Previous scholarship has tended to examine those portions of Chronicles that are paralleled in II Samuel and the books of Kings and to distill the Chronicler's theology on the basis of his supposed tendentious alterations of that synoptic material. W. Lemke has shown that the recent discoveries at Qumran have called this methodology into question. Thus, this dissertation is an attempt to examine the Chronicler on the basis of an extensive portion of his own, non-synoptic material: the Royal Speeches and Prayers. (Chapter I)
Chapters II and III analyze the Royal Speeches and Royal Prayers, respectively, as to translation, structure and intention of the material, and conclude that the Chronicler has placed Royal Speeches at decisive points in the narrative and has used the Royal Prayers to espouse a favorite doctrine: the omnipotence of God and the dependence of his people.
The final four chapters apply the results obtained in Chapters II and III to four areas of interest in the current discussion about the Chronicler. In Chapter IV the findings of our analysis of the non-synoptic material are compared with those discovered by Lemke's analysis of the synoptic material in an attempt to ascertain what is tendentious in the Chronicler. Chapter V examines the character of I Chron. 29. Since this portion of Chronicles contains both a Royal Speech and a Royal Prayer which have recently been attributed to later redaction, it forms an ideal test case for the applicability of the results obtained in Chapters II and III. In Chapter VI the dating and historical setting of the Chronicler are discussed. Arguments are made for a date of ca. 527-515 B.C. and a theological setting at home with the prophetic works of Haggai and Zechariah 1-8.

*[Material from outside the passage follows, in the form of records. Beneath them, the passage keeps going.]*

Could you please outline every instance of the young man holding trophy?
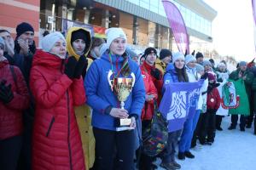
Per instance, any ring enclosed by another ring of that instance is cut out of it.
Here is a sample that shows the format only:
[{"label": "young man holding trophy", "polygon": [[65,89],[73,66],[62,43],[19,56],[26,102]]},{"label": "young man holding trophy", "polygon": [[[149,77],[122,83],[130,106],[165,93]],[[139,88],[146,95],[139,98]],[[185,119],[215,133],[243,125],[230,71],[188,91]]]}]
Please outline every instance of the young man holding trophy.
[{"label": "young man holding trophy", "polygon": [[134,168],[134,129],[145,88],[138,65],[125,54],[126,43],[122,29],[107,30],[108,50],[93,62],[84,80],[93,109],[96,169]]}]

Finally, in Chapter VII the significance of the Royal Speeches for understanding the structure of the Chronicler's presentation is demonstrated by uncovering his periodization of the history of the monarchy. Not only do the Royal Speeches occur at decisive points in the narrative, they also give structure and shape to the Chronicler's conceptualization of the monarchy in Judah, which allows a theological probing of this particular ordering of the material, an ordering that claims unity as the greatest good in the divine economy. This, of course, is at odds with a point of view that interprets Chronicles as anti-Samaritan polemic and since the anti-Samaritan material usually adduced in support of such a position is contained in Ezra-Nehemiah, this chapter provides yet one more argument against the common authorship of these books and the books of Chronicles.